It's amazing, the way your toddler loves you. The adoration is dizzying. I remember the first time Gigi told me she loved me: "I love you too, Mama." It was one of the best moments in my life. And now, she'll throw her arms around me and declare her love out of the blue, when I least expect it, without any prompting whatsoever: "I love you Mama." My heart melts. There's simply nothing better in all of life.
Today I had to go to a meeting. She was in the car when her daddy dropped me off, and I had explained where I was going, so she accepted my departure with no tears or protest. I reached in the back to give her a hug and kiss goodbye, and she squeezed me with all her might and then said, "bye Mama." After my meeting I walked across campus toward the student union, where my husband was waiting for me with Gigi, and suddenly saw the pair of them walking toward me. My heart leaped at the sight of them, my tiny little girl in her hat and my hubby holding her hand and pointing to me. When I got close enough for her to recognize me, she broke into a run and threw both arms around my legs and then held her arms up in the universal small child sign for "pick me up!" Once in the car and on our way, she exclaimed, "I really missed you so much!" It was the first time she'd said that without any sort of prompting. "I was looking for you everywhere!" she reported breathlessly.

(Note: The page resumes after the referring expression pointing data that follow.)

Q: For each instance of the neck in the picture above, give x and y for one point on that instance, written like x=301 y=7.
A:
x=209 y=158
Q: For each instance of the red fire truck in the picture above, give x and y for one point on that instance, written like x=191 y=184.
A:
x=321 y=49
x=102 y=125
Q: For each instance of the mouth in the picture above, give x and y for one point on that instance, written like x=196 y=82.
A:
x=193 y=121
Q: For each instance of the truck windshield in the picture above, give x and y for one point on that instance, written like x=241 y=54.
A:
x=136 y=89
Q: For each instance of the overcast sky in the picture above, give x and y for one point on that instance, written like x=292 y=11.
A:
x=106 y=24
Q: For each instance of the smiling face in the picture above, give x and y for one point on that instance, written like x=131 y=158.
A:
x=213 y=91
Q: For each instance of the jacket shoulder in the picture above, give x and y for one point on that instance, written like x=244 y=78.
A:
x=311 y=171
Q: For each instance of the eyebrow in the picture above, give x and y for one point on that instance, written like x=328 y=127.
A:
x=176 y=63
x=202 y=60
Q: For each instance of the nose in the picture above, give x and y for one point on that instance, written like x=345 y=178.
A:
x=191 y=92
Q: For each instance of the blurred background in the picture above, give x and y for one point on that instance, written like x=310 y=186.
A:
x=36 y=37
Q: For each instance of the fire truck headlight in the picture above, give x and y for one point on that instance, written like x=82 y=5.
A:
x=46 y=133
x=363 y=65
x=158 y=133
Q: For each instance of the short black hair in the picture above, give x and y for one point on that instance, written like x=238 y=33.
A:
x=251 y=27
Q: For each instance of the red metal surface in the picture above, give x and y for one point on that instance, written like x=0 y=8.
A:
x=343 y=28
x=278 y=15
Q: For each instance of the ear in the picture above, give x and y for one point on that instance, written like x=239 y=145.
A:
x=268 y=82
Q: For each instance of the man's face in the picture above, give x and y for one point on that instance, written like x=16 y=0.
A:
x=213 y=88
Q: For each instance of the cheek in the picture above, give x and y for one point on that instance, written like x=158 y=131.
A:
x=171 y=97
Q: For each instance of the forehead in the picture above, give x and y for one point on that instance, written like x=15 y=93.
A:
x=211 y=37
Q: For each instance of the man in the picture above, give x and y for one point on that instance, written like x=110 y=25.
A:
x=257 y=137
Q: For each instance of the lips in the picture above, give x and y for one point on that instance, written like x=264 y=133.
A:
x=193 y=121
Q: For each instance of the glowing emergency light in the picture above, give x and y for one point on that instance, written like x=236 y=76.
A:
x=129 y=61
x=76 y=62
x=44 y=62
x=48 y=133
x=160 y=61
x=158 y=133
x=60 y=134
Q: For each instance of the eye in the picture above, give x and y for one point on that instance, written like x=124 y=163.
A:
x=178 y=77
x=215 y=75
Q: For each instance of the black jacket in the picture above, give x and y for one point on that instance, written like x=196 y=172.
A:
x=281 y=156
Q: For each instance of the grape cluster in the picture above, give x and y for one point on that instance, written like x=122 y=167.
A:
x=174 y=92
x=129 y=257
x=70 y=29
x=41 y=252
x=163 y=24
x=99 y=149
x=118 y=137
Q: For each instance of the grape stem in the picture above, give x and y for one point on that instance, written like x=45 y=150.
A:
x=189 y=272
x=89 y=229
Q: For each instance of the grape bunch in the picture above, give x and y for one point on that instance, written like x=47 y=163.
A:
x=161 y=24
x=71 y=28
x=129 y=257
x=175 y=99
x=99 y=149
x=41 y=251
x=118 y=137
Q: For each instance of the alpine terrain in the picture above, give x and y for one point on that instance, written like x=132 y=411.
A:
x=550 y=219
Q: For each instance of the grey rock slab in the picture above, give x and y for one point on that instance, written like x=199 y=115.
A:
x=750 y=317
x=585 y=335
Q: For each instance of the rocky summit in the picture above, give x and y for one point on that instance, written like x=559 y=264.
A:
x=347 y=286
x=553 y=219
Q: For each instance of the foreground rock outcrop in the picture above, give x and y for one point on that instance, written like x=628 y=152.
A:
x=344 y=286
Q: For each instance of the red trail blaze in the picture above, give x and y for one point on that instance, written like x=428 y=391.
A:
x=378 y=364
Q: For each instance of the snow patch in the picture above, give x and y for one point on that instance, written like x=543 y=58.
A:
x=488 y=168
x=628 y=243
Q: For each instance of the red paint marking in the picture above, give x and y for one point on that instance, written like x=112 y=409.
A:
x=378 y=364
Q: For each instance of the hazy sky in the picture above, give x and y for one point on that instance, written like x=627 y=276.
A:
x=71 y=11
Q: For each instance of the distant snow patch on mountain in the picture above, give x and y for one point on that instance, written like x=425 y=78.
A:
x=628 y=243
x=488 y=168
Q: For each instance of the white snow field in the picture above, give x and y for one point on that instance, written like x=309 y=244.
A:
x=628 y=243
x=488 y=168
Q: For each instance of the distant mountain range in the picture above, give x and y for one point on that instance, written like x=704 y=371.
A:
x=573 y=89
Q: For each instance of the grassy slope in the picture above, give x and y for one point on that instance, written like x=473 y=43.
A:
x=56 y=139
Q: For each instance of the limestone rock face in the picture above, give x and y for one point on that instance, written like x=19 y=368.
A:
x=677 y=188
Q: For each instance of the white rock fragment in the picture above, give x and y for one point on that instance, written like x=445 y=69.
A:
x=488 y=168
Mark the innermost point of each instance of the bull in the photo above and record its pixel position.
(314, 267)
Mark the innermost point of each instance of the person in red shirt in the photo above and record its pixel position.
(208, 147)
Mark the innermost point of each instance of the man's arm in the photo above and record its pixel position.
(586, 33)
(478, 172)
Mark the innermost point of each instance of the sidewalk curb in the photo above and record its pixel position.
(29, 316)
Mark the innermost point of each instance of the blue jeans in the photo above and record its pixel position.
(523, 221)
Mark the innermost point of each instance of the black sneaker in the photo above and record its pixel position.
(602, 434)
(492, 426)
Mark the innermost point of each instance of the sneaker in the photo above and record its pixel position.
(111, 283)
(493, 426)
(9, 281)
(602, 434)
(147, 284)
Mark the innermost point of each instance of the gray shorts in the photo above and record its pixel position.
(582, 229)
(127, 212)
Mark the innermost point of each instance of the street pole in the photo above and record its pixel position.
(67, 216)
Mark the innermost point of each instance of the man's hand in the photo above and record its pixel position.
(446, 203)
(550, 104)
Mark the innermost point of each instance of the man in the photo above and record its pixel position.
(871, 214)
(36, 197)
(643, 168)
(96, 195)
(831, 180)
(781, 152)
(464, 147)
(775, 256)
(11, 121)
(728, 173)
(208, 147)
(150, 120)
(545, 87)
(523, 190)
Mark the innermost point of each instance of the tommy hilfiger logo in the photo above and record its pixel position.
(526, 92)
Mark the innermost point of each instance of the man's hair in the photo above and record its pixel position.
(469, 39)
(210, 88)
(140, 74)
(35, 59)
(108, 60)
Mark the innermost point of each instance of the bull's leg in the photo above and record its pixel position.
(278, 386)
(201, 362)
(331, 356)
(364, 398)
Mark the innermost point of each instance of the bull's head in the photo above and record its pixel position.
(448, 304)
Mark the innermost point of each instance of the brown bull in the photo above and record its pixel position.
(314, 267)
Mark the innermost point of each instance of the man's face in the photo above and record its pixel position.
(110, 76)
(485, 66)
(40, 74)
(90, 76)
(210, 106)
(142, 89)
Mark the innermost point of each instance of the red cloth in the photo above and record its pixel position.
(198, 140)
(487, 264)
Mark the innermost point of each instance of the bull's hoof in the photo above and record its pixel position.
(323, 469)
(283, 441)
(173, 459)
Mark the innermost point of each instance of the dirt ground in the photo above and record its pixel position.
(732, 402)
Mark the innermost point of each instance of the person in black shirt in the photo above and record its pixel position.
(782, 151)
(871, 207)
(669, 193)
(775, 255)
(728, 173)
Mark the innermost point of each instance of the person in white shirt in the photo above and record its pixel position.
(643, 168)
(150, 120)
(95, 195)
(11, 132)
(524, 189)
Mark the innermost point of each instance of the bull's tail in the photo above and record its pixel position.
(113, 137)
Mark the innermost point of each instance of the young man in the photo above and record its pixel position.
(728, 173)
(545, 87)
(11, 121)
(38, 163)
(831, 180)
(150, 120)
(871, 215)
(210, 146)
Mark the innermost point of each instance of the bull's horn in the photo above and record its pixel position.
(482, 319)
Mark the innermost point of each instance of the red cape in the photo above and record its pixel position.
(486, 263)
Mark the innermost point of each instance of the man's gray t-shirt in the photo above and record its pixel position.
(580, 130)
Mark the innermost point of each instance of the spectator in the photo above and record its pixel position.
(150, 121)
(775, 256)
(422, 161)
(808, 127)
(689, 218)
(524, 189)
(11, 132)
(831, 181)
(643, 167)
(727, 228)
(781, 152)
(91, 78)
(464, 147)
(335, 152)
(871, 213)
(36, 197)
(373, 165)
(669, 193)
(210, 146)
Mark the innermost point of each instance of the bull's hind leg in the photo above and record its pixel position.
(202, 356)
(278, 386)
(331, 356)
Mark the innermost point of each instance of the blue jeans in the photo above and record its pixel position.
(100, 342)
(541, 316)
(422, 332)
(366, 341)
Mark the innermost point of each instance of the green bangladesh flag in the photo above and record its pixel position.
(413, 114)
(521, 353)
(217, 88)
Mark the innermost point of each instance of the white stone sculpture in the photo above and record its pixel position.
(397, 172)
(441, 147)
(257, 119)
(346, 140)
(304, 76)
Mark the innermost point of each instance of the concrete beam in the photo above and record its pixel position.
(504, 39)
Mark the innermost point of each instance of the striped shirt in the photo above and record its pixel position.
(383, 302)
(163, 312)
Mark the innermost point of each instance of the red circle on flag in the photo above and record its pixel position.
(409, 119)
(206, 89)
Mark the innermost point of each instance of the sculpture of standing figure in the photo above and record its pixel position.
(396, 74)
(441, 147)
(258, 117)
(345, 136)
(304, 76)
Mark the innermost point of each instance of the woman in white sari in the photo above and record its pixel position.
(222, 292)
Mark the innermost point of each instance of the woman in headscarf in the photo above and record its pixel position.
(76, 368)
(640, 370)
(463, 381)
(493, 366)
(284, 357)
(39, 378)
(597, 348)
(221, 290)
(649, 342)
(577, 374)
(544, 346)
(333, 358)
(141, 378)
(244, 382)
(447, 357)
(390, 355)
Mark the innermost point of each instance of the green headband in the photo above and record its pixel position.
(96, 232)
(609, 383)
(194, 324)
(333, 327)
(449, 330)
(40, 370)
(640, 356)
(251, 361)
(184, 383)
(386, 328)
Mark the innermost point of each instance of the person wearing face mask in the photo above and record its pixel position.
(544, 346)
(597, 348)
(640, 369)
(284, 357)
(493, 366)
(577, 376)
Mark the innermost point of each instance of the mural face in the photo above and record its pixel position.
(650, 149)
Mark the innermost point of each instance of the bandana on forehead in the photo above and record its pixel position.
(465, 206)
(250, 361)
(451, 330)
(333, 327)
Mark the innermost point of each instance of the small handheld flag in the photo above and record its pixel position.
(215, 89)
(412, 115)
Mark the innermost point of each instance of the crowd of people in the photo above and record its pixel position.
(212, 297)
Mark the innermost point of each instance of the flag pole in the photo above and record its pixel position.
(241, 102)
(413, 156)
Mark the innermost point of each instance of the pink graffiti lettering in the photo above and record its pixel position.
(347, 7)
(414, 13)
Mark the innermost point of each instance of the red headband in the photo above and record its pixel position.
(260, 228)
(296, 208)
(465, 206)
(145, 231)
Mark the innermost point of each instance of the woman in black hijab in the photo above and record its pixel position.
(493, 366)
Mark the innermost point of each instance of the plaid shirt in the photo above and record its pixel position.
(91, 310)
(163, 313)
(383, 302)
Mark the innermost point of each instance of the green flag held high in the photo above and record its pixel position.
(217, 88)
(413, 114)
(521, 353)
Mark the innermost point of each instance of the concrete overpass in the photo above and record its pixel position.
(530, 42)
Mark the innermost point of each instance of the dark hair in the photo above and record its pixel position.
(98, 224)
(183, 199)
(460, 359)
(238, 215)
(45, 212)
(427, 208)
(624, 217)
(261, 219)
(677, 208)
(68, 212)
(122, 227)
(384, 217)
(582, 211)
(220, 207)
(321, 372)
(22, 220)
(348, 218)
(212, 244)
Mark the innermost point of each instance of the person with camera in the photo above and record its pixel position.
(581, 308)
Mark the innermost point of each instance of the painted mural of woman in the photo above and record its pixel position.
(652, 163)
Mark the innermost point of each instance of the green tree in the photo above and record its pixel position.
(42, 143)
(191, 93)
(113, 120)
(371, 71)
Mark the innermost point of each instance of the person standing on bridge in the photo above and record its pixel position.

I don't think there is any greater gift than your child's love. From the moment your baby is born you are overwhelmed with the love you feel for her, an emotion you thought you understood but suddenly realize you never really knew before that moment. As a baby she can't really reciprocate in any way, but this doesn't diminish the intensity of your mother love. Then suddenly she begins to show you she likes you in various ways: her smiles, her cries that only you can soothe, her protests when you leave the room. She seems to enjoy you, and she very much prefers you. It is beyond flattering, beyond gratifying. But this is nothing compared with hearing her tell you she loves you, especially at this age, when there is no guile, no purpose other than to express her feelings.
It is no accident, I think, that this phase coincides with the onset of the "terrible" twos and threes, as these unabashed declarations of love are often just what a worn-out mama needs to keep going on a tough day. Up until very recently, Gigi was a pretty easy two-year-old. But I didn't let my guard down, as my mother had told me that three was much more difficult in her experience with my brother and me. If this past week is any indication, we could be in for quite a wild ride in the next year or so.